Afin de promouvoir la coopération et l’entrepreneuriat collectif, le CQCM fournit des trousses pédagogiques aux enseignants, engage des agents qui, avec l’accord des directions d’établissement, mobilisent des enseignants. Ces derniers apprécient de manière exceptionnellement positive (95 % et plus) ces outils pédagogiques. Toutefois, leur partie théorique est délaissée au profit des démarches expérientielles proposées. Une enseignante l’exprime en ces termes : « Je ne veux pas faire comme dans un cours en apportant du contenu théorique ou faire des liens avec le programme [scolaire]… Ils [les élèves] veulent faire des choses de manière différente. »
La gamme de projets réalisés, dont certains répondent à un besoin repéré dans la communauté locale, est très variée, allant de la préparation de repas à l’organisation de buffets, de la fabrication de chocolats à leur mise en marché, du montage entier d’une pièce de théâtre à sa présentation, ou encore de la réparation de matériel scolaire à la gestion du magasin scolaire. 20 % des enseignants disent consacrer une demi-journée ou plus par semaine lors de la réalisation d’un projet Coop.
À ce sujet, des garçons ont souligné :
« Avant ça j’avais des problèmes de comportements. « On a pu prendre des décisions. » « On bouge. » « On se fait connaître autrement. ». Les matins du projet, certains confient qu’ils sont contents d’aller à l’école.
Quand on leur a demandé ce qu’ils trouvent de différent, ce qu’ils aiment ou ce qu’ils apprennent, filles et garçons répondent :
« Les cours Coop, c’est complètement différent. Dans un cours normal, le prof parle et on écoute. Ici, on est productifs. Ici, la prof parle deux minutes et elle nous laisse aller. Chaque personne est à son étape. Ça change, ça fait changement d’avoir des périodes d’entrepreneuriat. Ça libère! »
« Dans un cours normal, c’est le prof qui parle et qui décide. Ici, on fait tout, on est productifs, on est autonomes. On s’améliore toujours pour arriver à un produit qui nous satisfaits. »

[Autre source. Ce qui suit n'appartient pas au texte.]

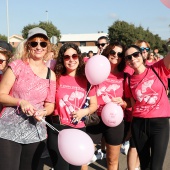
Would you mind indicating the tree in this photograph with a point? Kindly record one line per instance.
(3, 37)
(48, 26)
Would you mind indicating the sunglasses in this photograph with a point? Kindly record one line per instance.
(112, 52)
(1, 61)
(135, 54)
(67, 57)
(145, 48)
(102, 44)
(42, 44)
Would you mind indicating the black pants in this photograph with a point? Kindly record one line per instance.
(151, 138)
(52, 144)
(16, 156)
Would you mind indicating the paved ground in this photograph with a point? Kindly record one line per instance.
(101, 164)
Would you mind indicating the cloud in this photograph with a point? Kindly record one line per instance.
(113, 16)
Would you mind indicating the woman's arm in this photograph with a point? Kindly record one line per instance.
(77, 115)
(167, 60)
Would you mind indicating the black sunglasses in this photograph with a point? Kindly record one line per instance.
(145, 48)
(112, 52)
(135, 54)
(67, 57)
(102, 44)
(43, 44)
(1, 61)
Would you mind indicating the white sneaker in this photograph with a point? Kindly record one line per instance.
(93, 159)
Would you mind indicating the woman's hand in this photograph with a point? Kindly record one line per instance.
(27, 108)
(119, 101)
(78, 114)
(39, 114)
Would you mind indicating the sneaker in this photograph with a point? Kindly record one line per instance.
(93, 159)
(124, 148)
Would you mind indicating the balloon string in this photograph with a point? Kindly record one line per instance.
(49, 125)
(85, 97)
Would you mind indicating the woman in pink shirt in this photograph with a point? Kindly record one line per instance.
(70, 96)
(111, 90)
(151, 108)
(27, 91)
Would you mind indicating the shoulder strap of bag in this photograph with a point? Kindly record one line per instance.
(48, 74)
(158, 77)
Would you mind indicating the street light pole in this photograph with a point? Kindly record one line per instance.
(47, 15)
(7, 18)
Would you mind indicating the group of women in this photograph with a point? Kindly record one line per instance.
(29, 92)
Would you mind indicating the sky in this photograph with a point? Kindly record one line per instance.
(85, 16)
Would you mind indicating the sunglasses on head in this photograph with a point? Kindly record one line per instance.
(43, 44)
(1, 61)
(67, 57)
(135, 54)
(102, 44)
(145, 48)
(112, 52)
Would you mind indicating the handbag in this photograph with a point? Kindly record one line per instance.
(92, 119)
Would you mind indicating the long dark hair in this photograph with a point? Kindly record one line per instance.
(107, 50)
(60, 69)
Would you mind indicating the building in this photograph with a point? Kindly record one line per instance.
(14, 40)
(86, 42)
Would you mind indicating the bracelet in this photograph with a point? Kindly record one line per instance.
(19, 103)
(45, 112)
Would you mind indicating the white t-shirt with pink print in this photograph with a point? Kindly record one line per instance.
(70, 94)
(111, 87)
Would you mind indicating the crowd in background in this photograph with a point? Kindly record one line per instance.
(30, 91)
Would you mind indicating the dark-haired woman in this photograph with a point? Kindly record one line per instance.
(151, 108)
(111, 90)
(27, 95)
(71, 93)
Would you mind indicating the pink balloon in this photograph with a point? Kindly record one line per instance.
(97, 69)
(166, 3)
(112, 114)
(75, 146)
(51, 64)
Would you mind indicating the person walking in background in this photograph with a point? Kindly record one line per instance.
(27, 92)
(70, 94)
(102, 43)
(5, 56)
(145, 48)
(113, 92)
(151, 109)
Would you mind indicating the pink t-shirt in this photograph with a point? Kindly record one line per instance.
(111, 87)
(149, 93)
(30, 87)
(70, 95)
(149, 63)
(128, 111)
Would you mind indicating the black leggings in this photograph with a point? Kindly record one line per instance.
(151, 138)
(56, 158)
(16, 156)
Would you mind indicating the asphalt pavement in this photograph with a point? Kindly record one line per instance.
(45, 164)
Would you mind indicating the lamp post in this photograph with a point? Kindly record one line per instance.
(7, 18)
(47, 15)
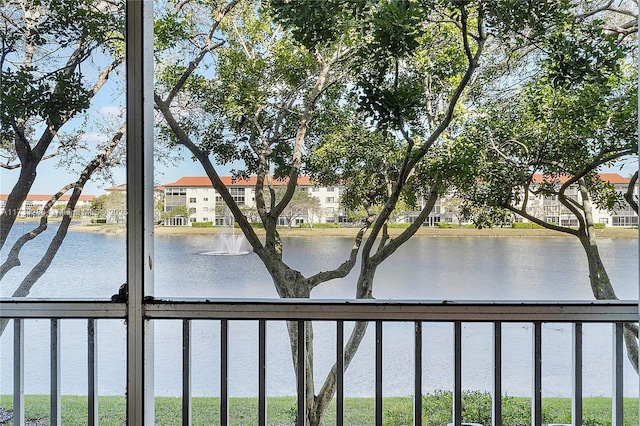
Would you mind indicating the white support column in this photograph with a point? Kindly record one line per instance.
(139, 43)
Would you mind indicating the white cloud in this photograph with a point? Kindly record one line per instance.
(111, 110)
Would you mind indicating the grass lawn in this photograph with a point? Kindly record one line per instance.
(358, 411)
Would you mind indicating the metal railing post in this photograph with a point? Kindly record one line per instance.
(576, 406)
(140, 136)
(55, 399)
(536, 400)
(417, 375)
(496, 416)
(92, 372)
(18, 372)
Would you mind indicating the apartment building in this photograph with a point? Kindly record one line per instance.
(204, 204)
(552, 211)
(34, 204)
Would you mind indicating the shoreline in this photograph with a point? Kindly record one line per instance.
(433, 232)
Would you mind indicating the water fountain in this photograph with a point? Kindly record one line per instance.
(228, 244)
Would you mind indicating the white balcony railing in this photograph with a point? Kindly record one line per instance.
(377, 312)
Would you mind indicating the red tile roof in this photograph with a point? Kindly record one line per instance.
(204, 181)
(38, 197)
(607, 177)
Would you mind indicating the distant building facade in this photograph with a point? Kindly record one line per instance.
(33, 205)
(204, 204)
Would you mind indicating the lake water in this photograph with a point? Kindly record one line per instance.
(93, 266)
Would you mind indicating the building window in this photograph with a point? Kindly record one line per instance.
(238, 195)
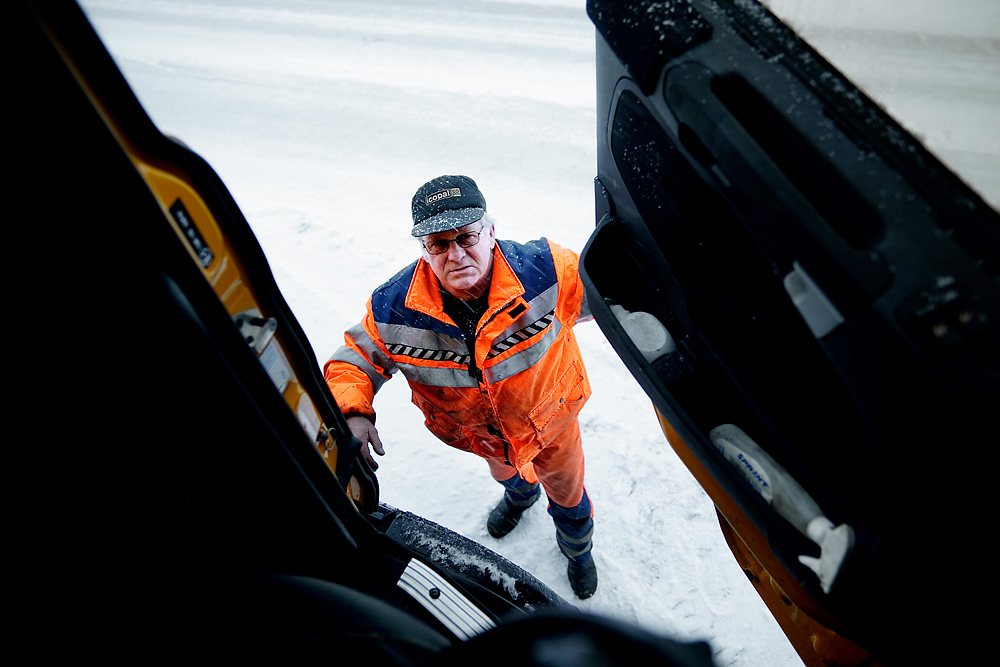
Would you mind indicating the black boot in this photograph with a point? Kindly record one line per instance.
(506, 514)
(583, 577)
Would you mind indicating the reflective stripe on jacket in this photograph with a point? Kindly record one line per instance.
(532, 382)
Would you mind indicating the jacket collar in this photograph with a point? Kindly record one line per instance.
(424, 293)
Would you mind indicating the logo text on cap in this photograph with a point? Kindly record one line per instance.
(443, 194)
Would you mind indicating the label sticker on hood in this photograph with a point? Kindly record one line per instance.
(191, 234)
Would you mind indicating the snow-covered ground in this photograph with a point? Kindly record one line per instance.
(323, 117)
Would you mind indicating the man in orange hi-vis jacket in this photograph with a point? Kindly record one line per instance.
(482, 331)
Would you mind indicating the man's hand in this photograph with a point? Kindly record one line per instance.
(366, 434)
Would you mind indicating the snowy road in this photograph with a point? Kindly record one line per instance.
(323, 117)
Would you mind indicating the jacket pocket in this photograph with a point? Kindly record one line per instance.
(440, 424)
(561, 405)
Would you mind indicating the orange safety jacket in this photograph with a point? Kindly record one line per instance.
(527, 382)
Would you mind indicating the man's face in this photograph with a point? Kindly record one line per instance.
(464, 272)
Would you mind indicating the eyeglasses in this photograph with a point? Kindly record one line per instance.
(440, 246)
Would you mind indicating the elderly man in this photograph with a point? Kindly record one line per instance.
(482, 331)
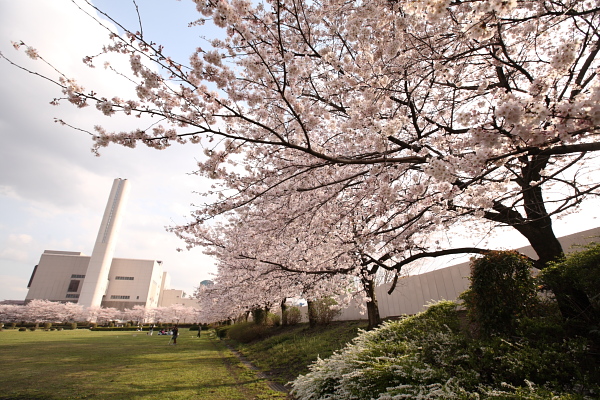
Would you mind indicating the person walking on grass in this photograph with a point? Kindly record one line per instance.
(175, 334)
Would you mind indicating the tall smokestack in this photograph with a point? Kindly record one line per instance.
(96, 278)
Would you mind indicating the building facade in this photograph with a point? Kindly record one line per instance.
(101, 280)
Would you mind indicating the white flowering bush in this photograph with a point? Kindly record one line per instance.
(431, 356)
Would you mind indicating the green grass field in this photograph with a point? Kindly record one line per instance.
(82, 364)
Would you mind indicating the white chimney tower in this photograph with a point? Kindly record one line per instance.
(96, 278)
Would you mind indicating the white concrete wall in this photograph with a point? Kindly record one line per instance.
(175, 296)
(143, 273)
(53, 275)
(413, 293)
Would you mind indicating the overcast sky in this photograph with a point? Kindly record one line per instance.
(53, 190)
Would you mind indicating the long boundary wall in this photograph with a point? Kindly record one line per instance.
(413, 293)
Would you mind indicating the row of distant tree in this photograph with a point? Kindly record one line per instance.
(343, 138)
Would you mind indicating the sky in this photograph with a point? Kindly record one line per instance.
(53, 190)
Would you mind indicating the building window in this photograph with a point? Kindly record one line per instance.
(73, 286)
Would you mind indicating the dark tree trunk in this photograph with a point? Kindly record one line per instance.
(536, 226)
(312, 315)
(372, 305)
(283, 313)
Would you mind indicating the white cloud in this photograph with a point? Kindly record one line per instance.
(52, 189)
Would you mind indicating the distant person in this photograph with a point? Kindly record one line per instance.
(175, 334)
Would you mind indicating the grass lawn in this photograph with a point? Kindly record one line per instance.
(82, 364)
(286, 352)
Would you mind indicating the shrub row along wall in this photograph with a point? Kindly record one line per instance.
(413, 293)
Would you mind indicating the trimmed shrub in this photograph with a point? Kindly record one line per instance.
(502, 291)
(580, 271)
(429, 356)
(221, 331)
(294, 316)
(324, 310)
(273, 319)
(259, 316)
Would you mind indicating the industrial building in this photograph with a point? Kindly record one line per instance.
(100, 280)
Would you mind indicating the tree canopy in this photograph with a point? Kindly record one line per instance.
(344, 134)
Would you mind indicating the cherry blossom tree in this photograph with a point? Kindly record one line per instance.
(103, 315)
(11, 312)
(417, 114)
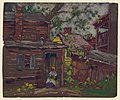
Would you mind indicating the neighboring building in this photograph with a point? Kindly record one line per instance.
(99, 66)
(73, 42)
(107, 30)
(28, 53)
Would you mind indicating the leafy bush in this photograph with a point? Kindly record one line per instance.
(110, 85)
(27, 87)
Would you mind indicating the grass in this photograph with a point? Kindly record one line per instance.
(109, 88)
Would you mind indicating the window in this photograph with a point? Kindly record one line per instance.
(26, 62)
(20, 66)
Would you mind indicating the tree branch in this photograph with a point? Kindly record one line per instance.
(55, 10)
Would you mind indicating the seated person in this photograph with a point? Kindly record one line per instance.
(51, 80)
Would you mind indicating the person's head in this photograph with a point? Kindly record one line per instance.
(53, 68)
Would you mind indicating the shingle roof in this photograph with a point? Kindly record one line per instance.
(35, 17)
(34, 45)
(10, 16)
(75, 39)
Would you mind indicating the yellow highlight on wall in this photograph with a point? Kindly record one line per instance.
(57, 40)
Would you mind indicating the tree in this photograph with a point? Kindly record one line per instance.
(79, 16)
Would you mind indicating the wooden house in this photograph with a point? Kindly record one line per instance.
(106, 27)
(98, 66)
(28, 53)
(74, 42)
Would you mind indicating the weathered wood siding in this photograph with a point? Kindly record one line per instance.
(35, 30)
(10, 67)
(8, 25)
(99, 71)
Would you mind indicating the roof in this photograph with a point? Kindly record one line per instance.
(35, 17)
(102, 57)
(34, 45)
(101, 20)
(74, 39)
(10, 16)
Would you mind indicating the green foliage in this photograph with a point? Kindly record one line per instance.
(89, 82)
(56, 22)
(110, 85)
(107, 88)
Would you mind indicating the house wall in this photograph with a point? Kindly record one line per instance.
(36, 76)
(94, 70)
(10, 65)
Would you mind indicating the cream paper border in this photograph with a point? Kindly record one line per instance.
(56, 98)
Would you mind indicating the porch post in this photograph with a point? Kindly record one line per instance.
(62, 69)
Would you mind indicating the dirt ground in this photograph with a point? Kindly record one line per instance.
(60, 92)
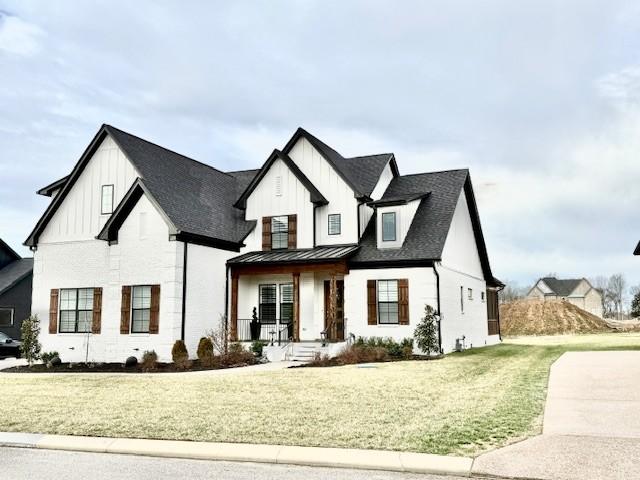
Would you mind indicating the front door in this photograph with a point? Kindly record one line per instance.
(336, 332)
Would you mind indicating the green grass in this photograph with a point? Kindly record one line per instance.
(463, 404)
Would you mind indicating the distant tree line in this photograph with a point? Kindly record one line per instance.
(618, 299)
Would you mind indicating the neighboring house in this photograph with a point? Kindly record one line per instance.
(577, 291)
(15, 290)
(141, 246)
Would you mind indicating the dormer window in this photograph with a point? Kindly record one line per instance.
(106, 200)
(279, 232)
(389, 227)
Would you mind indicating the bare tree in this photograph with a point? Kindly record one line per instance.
(512, 292)
(617, 287)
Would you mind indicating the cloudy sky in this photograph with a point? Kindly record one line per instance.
(541, 100)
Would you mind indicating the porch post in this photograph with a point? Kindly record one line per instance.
(234, 306)
(296, 305)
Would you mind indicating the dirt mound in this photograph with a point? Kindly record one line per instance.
(551, 317)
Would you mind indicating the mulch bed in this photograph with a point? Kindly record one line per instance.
(196, 366)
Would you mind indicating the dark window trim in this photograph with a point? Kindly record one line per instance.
(339, 215)
(275, 287)
(280, 233)
(395, 227)
(77, 312)
(378, 302)
(133, 287)
(102, 212)
(13, 315)
(280, 285)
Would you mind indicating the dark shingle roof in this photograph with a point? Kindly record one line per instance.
(14, 272)
(562, 288)
(428, 232)
(360, 173)
(307, 255)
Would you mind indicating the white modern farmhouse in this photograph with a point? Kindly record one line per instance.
(141, 246)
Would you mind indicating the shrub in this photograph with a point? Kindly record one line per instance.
(257, 346)
(205, 350)
(180, 355)
(30, 347)
(149, 360)
(46, 357)
(426, 333)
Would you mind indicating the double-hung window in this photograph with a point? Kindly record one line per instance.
(106, 200)
(6, 317)
(388, 301)
(286, 302)
(140, 309)
(279, 232)
(334, 224)
(76, 310)
(389, 227)
(267, 295)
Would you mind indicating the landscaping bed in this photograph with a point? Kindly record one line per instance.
(463, 404)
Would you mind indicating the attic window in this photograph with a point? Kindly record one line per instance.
(106, 201)
(389, 227)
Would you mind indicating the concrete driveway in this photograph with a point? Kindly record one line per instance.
(591, 427)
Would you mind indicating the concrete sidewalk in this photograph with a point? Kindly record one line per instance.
(591, 424)
(234, 452)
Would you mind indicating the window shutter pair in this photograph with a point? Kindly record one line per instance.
(403, 302)
(154, 312)
(96, 322)
(292, 239)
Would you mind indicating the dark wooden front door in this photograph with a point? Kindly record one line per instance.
(336, 332)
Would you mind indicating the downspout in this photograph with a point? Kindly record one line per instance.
(435, 271)
(184, 291)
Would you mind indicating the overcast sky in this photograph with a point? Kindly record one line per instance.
(541, 100)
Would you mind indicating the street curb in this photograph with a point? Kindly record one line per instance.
(242, 452)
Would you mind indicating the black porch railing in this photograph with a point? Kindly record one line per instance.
(266, 330)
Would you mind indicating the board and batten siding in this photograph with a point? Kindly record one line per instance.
(280, 193)
(79, 217)
(339, 194)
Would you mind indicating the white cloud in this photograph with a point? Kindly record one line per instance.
(18, 37)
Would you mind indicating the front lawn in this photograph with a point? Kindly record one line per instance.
(463, 404)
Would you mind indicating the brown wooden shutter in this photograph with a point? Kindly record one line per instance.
(154, 314)
(293, 231)
(96, 324)
(372, 303)
(403, 301)
(266, 233)
(125, 310)
(53, 311)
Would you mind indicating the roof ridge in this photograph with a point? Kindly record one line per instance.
(432, 173)
(167, 149)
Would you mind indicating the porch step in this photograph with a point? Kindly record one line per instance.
(304, 352)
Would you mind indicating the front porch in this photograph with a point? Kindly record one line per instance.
(284, 296)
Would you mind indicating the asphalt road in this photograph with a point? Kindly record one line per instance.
(33, 464)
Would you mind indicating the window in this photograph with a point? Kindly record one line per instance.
(76, 310)
(286, 302)
(6, 317)
(279, 232)
(387, 301)
(267, 303)
(334, 224)
(141, 309)
(389, 227)
(107, 200)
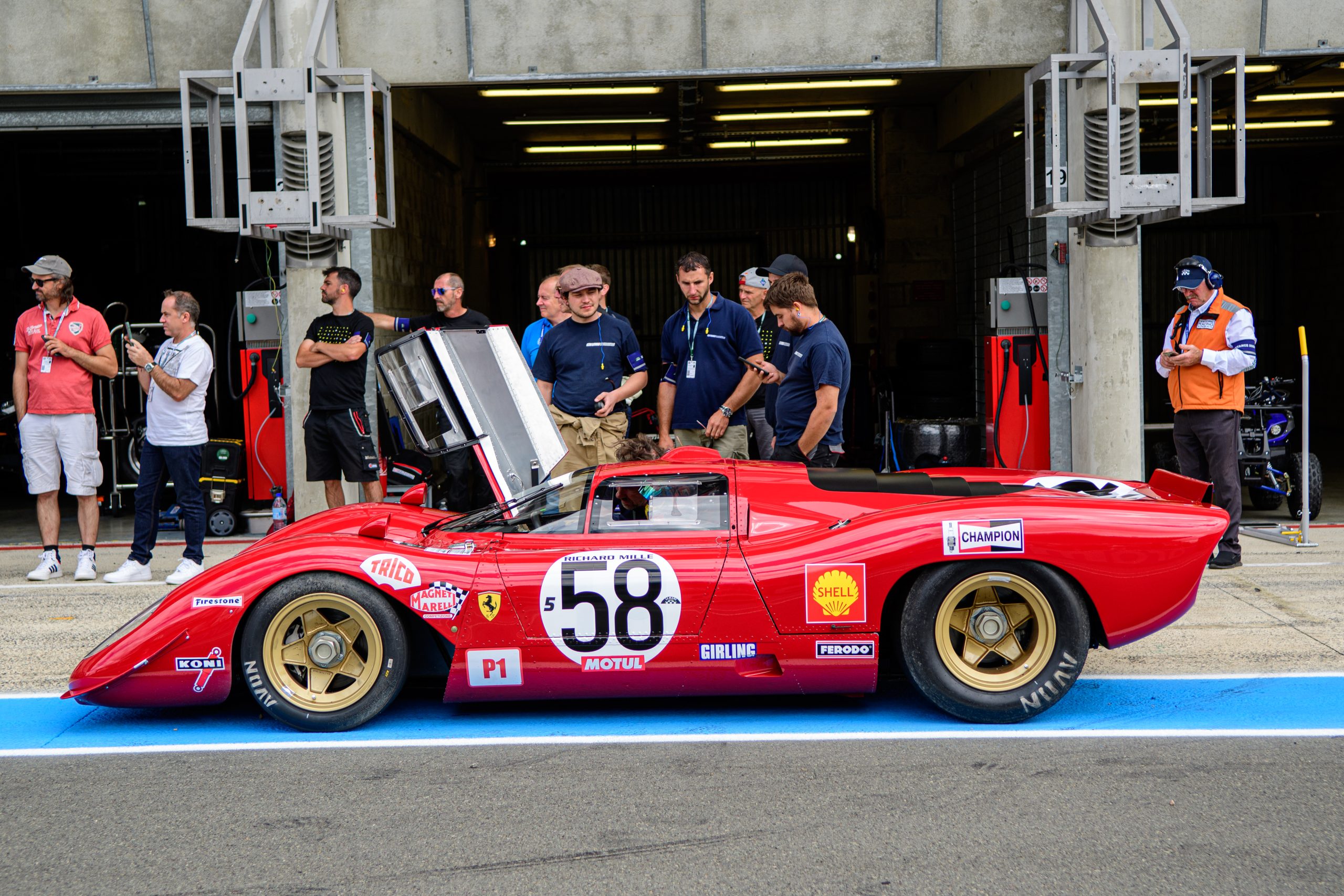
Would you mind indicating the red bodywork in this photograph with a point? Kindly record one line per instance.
(743, 621)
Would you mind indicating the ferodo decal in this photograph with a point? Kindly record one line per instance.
(490, 605)
(440, 601)
(608, 605)
(982, 536)
(846, 650)
(836, 593)
(392, 570)
(203, 667)
(487, 668)
(217, 602)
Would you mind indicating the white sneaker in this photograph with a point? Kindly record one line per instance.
(49, 567)
(130, 571)
(186, 570)
(88, 568)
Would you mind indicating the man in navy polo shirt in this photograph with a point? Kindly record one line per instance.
(808, 407)
(706, 387)
(579, 368)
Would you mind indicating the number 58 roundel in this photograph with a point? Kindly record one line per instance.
(611, 610)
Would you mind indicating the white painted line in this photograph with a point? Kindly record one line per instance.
(81, 585)
(987, 734)
(1319, 563)
(1213, 676)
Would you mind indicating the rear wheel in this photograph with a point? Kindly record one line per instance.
(322, 652)
(1294, 464)
(994, 642)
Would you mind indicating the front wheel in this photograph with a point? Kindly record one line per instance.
(322, 652)
(994, 642)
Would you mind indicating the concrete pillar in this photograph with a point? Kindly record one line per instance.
(293, 20)
(1105, 311)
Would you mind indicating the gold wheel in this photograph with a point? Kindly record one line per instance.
(323, 652)
(995, 632)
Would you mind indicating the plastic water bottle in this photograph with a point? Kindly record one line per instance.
(277, 510)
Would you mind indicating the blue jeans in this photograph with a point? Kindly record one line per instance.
(183, 464)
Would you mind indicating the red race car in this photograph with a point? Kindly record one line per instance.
(687, 575)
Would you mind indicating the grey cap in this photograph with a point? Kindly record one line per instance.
(49, 265)
(786, 265)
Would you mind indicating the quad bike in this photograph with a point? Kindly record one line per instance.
(1270, 472)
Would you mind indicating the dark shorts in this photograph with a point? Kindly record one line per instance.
(340, 442)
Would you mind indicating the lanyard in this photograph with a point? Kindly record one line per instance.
(46, 315)
(691, 332)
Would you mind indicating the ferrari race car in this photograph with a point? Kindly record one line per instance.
(687, 575)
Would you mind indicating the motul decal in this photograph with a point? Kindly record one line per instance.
(392, 570)
(613, 664)
(982, 536)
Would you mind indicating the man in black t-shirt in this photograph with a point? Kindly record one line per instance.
(450, 313)
(338, 437)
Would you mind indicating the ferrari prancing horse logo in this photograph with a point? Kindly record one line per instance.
(490, 604)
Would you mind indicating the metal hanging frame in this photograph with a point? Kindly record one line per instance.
(270, 214)
(1152, 198)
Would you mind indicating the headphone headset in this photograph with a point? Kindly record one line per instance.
(1211, 276)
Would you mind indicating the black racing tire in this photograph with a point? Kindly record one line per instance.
(1294, 467)
(288, 681)
(222, 523)
(1045, 623)
(1264, 500)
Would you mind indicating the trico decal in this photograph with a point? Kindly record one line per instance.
(203, 667)
(982, 536)
(728, 650)
(836, 593)
(490, 605)
(440, 601)
(217, 602)
(846, 650)
(257, 686)
(392, 570)
(608, 605)
(488, 668)
(613, 664)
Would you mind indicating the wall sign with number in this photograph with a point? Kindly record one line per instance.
(611, 605)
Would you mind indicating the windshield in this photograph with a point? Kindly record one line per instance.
(555, 505)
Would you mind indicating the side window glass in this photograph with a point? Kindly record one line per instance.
(680, 503)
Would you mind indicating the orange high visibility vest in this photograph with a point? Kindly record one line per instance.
(1199, 388)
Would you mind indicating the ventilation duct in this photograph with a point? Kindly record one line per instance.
(310, 250)
(1110, 231)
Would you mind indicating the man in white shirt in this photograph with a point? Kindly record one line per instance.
(175, 382)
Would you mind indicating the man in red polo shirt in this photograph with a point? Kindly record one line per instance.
(58, 345)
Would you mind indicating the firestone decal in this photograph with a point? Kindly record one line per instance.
(982, 536)
(440, 601)
(217, 602)
(205, 667)
(836, 593)
(392, 570)
(608, 605)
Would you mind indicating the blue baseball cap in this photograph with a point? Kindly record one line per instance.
(1193, 272)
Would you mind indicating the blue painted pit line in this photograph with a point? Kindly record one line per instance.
(1296, 705)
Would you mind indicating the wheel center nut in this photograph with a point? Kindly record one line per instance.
(327, 649)
(990, 625)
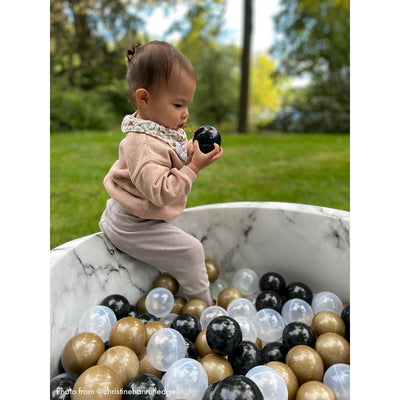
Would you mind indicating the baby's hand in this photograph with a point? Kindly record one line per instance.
(189, 150)
(201, 160)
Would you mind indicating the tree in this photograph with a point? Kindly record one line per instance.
(244, 80)
(216, 65)
(314, 42)
(264, 89)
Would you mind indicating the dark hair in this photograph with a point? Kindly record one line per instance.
(151, 64)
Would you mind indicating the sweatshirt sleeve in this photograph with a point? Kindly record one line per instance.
(157, 173)
(163, 185)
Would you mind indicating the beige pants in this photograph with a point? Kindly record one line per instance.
(160, 244)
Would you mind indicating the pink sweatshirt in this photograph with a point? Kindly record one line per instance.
(149, 180)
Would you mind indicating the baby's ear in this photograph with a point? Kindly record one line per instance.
(142, 97)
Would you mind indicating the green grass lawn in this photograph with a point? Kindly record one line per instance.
(296, 168)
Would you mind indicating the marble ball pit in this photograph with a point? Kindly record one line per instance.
(301, 242)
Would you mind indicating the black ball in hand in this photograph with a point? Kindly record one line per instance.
(207, 135)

« Les projets Coop, c’est pratique dans les autres matières. On fait du français et des maths, mais on ne s’en rend pas compte. C’est pour notre projet, donc ça nous motive, pas comme dans
les cours normaux. »
« On se découvre nous-mêmes en faisant les projets. On découvre nos forces et nos faiblesses à se débrouiller nous-mêmes, à entreprendre un projet. »
« J’aime ça travailler avec mes mains. On peut se débrouiller pour plus tard. Ça fait changement, et j’aime manier des affaires. C’est juste dans ce cours-là que l’on peut faire ça. C’est comme une préparation pour la vraie vie. »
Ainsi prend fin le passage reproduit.